862383 - nsFileChannel::nsFileChannel causes expensive lstats

Reporter

Description

•

11 years ago

Here's an example profile showing 173ms in lstats. This main thread IO signature show up very frequent when profiling.

Profile:
http://people.mozilla.com/~bgirard/cleopatra/#report=cdaaa5044a9bd73efa3e6473cd288485f15a5320

Looks like we do this to avoid a 'time of check, time of use' attack but the checks are not atomic so we're not defending from that 100% properly.

http://mxr.mozilla.org/mozilla-central/source/netwerk/protocol/file/nsFileChannel.cpp#244

Is there anything we can do to mitigation this IO?

Benoit Girard (:BenWa)

Reporter

Updated

•

11 years ago

Flags: needinfo?(netzen)

Benoit Girard (:BenWa)

Reporter

Updated

•

11 years ago

Whiteboard: [snappy]

Brian R. Bondy [:bbondy]

Comment 1

•

11 years ago

we could maybe implement some kind of caching but I think the check is somewhat important from a security point of view. CCing bz for more info.

Flags: needinfo?(netzen)

Boris Zbarsky [:bzbarsky]

Comment 2

•

11 years ago

Unfortunately, yes.  :(

Benoit Girard (:BenWa)

Reporter

Comment 3

•

11 years ago

I don't think caching is right if we're trying to defend from a TOUTOK attack. We shouldn't be doing main thread IO at all.

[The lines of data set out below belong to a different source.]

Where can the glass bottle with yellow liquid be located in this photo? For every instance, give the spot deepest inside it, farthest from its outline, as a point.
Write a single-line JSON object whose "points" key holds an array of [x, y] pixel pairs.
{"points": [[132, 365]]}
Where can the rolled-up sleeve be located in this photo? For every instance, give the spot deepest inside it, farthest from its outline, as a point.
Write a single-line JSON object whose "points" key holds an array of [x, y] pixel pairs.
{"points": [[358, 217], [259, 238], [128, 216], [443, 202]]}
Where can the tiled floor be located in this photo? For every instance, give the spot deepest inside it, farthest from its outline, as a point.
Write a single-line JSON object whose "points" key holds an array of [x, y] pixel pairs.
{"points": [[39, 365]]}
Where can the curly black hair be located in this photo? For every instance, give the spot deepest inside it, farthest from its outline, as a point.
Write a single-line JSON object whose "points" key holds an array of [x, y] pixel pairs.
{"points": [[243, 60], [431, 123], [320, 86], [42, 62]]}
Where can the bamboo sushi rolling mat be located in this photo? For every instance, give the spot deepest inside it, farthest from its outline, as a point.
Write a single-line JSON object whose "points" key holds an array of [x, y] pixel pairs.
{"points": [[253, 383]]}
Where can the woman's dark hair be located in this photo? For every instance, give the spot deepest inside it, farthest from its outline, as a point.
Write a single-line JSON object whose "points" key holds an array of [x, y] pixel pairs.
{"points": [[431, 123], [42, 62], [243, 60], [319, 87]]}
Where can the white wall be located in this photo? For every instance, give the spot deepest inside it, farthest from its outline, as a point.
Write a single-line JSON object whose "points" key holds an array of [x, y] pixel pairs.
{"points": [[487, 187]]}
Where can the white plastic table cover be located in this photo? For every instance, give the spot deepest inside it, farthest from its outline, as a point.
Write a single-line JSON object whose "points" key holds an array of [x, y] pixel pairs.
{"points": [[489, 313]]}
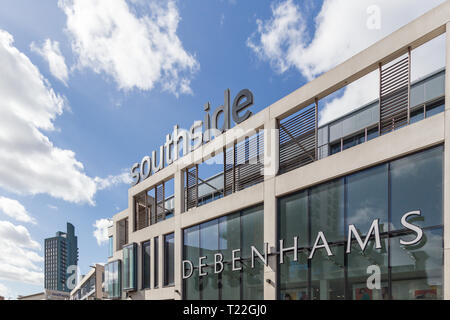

Can we have a non main thread IO implementation and modify the users? The profile shows the users to be:
* nsDocShell::DoURILoad
* nsScriptLoader::StartLoad

Keywords: main-thread-io

Brian R. Bondy [:bbondy]

Comment 4

•

11 years ago

How about just dropping support for lnk?

Boris Zbarsky [:bzbarsky]

Comment 5

•

11 years ago

The users are anyone opening a file channel.

We could try to move the machinery off-thread and away from the AsyncOpen()...

> How about just dropping support for lnk?

And for symlinks on Unix-based OSes?

Brian R. Bondy [:bbondy]

Comment 6

•

11 years ago

I'm not sure if the sec issue was ever confirmed with symlinks. I think it is a sec issue with symlinks but I'm not sure.  But I think it's acceptable to drop lnk on Windows and at least get a perf win on Windows.

Benoit Girard (:BenWa)

Reporter

Comment 7

•

11 years ago

(In reply to Boris Zbarsky (:bz) from comment #5)
> The users are anyone opening a file channel.

True. But each user we move away from it is killing main thread IO. We need to move towards no main thread IO if we want to be snappy.

Boris Zbarsky [:bzbarsky]

Comment 8

•

11 years ago

My point was that there is nothing special about DoURILoad and the script loader.  They're just opening a network channel, which is an inherently async operation.  There's nothing they want to know about this thing synchronously.  So there is no need to modify them in any way; we just need to fix the necko behavior.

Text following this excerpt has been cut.